Praying for world peace

In Le-Puy-en-Velay in the Cathedral at the top of seemingly endless stone steps, a service is held at seven o’clock each morning for the pilgrims about to set out on their walk. This is the most popular departure point in France, so for most people at the service the steps back down from the Cathedral do indeed signal their first footsteps along the road to Santiago.

The priest was a young man who devoted much thought and care to making what might have been a ritual performance into something personal for each of us. Then he invited us to take from a basket a slip of paper on which visitors had written their prayers. Each pilgrim would take one and pray for the writer every day along the road. Carried away by the occasion, I took one. Then worried what I would be asked to do.

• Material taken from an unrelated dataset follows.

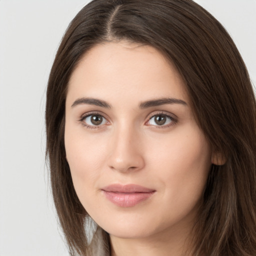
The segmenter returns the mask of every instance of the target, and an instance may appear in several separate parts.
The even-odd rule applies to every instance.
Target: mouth
[[[132,207],[149,199],[156,192],[140,185],[112,184],[102,188],[106,199],[120,207]]]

Phew! “World peace and harmony among all religions.” Tick: I can ask for that. And for the monks struggling for freedom for their country in Tibet. Yep, I’ll go along with that too. Then a prayer for the health in old age of the writer’s aunt and uncle. A thing that, thinking of my own relatives and friends, I can certainly sympathise with. Next, touchingly, the writer asked for comfort after his “first heartbreak” at age sixteen. Ah yes, that way lies wisdom. And a PS: please could I pray for his parents, because he loves them a lot despite annoying them endlessly.

So most conscientiously each day, at a turn in the track or in the cool of a village chapel, I pray for world peace. And all the rest.